On Thursday 1 and Friday 2 of March, the Network hosted the first full-day workshops for members, on Strategic Crisis Communications. To facilitate these workshops, we asked Kym and Dick Lynch from Lynch Communications to come over from Melbourne and share their knowledge and considerable expertise with us.
Before I get into my impressions of the workshop, I thought I should share the feedback that the other attendees submitted via the web form over the last couple of weeks.
Attendees were asked to rate five categories from 1 – 5, with 1 being poor and 5 an excellent. Those categories, and ratings recorded were:
- Venue – 92% of respondents gave it a 4 or a 5
- Presenters – 64% rated them a 4 or 5
- Content – 64% 4 or a 5
- Food – 70% rated it 4 or 5
- Organization – 85% rated it 4 or 5
Those who submitted comments were similarly positive about the event. Most acknowledged that there was a tremendous amount of material and that they had come away with a better understanding of planning needs, structure of the response and tools and techniques to help manage communications during a crisis.
A common theme to emerge in the comments, however, was that the content was not particularly relevant to the public sector practitioner and was too focussed around crises, rather that more issued based case studies:
Presenters were well experienced and case studies best practice, however, the examples they gave were almost all of oil companies where resources were unlimited. It would have been good to have done a public service case study were resources (money and people) were limited and we had to prioritise a response – a workshop of a case study like this would have been good.

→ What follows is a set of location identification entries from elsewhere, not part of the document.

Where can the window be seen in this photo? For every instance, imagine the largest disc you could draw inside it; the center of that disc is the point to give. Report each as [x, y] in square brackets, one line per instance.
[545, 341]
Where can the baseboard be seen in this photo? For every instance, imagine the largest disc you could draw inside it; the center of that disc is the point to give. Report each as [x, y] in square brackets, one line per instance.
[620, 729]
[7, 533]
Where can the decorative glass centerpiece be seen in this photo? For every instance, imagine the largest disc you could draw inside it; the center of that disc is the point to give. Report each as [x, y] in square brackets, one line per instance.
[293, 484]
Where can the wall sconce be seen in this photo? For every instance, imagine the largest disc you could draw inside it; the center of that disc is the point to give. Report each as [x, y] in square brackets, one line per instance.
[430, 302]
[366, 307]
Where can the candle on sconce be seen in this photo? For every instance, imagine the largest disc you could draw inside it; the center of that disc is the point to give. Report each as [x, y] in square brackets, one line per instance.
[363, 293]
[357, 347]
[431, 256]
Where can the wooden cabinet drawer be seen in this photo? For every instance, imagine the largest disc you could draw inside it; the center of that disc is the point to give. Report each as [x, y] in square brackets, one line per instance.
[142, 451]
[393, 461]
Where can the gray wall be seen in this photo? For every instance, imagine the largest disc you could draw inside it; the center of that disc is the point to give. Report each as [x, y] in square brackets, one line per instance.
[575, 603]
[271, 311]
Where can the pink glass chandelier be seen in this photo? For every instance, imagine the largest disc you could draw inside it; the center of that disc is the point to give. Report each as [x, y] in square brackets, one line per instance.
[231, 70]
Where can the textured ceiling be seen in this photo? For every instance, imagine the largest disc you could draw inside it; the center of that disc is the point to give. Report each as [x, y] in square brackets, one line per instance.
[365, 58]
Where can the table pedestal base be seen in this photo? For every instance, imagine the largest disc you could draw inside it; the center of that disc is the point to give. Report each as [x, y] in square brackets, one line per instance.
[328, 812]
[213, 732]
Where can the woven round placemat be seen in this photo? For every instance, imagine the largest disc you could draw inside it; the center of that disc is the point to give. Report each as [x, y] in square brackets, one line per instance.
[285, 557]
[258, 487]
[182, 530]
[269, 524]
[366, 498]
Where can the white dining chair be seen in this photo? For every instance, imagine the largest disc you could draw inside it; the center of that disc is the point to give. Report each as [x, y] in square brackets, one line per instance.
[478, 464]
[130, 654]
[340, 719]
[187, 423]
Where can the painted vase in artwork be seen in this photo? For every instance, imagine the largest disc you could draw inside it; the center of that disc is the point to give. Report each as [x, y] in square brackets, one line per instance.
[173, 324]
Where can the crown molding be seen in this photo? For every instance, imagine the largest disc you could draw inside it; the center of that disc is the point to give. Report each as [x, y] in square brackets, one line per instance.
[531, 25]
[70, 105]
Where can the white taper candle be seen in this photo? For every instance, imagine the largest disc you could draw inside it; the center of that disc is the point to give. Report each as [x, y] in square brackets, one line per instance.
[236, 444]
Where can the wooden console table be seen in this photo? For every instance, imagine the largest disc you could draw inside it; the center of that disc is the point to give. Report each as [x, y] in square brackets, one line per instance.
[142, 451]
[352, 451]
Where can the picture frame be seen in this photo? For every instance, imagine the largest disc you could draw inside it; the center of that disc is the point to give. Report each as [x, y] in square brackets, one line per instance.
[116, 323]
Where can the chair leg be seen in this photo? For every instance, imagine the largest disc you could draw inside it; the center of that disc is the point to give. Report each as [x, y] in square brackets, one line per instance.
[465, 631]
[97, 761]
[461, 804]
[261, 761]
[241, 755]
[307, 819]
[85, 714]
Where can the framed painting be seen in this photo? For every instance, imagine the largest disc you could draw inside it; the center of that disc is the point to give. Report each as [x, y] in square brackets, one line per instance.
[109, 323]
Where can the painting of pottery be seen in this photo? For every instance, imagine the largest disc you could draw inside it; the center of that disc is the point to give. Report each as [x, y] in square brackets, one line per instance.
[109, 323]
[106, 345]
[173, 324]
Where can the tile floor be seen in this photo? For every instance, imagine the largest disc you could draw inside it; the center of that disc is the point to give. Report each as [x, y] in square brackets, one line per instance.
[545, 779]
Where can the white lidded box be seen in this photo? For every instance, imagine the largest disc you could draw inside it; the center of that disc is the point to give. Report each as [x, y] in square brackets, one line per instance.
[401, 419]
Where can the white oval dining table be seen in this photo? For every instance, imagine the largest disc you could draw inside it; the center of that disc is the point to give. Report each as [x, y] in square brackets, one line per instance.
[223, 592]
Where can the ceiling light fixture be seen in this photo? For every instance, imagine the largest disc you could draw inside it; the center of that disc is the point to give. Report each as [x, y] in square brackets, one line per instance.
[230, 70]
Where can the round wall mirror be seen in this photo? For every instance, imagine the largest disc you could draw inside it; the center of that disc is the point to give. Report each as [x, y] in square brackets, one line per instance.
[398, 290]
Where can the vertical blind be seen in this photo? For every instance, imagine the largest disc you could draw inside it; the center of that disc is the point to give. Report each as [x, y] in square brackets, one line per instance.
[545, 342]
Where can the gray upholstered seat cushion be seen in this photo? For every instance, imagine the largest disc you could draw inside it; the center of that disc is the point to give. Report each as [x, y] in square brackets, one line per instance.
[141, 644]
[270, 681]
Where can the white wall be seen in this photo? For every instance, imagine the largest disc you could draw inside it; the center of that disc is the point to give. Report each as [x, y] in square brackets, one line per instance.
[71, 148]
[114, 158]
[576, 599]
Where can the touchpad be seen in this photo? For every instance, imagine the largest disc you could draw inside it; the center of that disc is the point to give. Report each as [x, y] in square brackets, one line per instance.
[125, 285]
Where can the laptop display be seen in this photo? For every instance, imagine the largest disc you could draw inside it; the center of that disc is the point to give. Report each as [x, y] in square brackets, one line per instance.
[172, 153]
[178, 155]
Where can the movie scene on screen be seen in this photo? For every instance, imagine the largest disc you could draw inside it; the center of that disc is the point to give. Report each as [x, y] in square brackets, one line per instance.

I did agree that the focus was all on situations that most of us would never have to deal with (oil tanker running aground in Wellington harbour and spilling several thousand tonnes of crude — nah, never happen here), but the more I have thought about it over the last couple of weeks, the more I have come around to the view that the event itself is pretty much irrelevant: it is the way you deal with it that matters.
As Kym and Dick demonstrated, the formula for the response is predictable. If you plan for an event like an oil spill, or an earthquake, or a pandemic, then you can roll out your plan for just about anything; crisis, emerging issue, it doesn’t really matter – you will have the tools and the training in place to effectively manage it.
And if you look at the issues that we have had to deal with in the public sector over the last several years, I think that you will agree that most — if not all — either were well managed using these principles, or were poorly managed and could have benefited from this approach. I am, however, keen to open this up for discussion.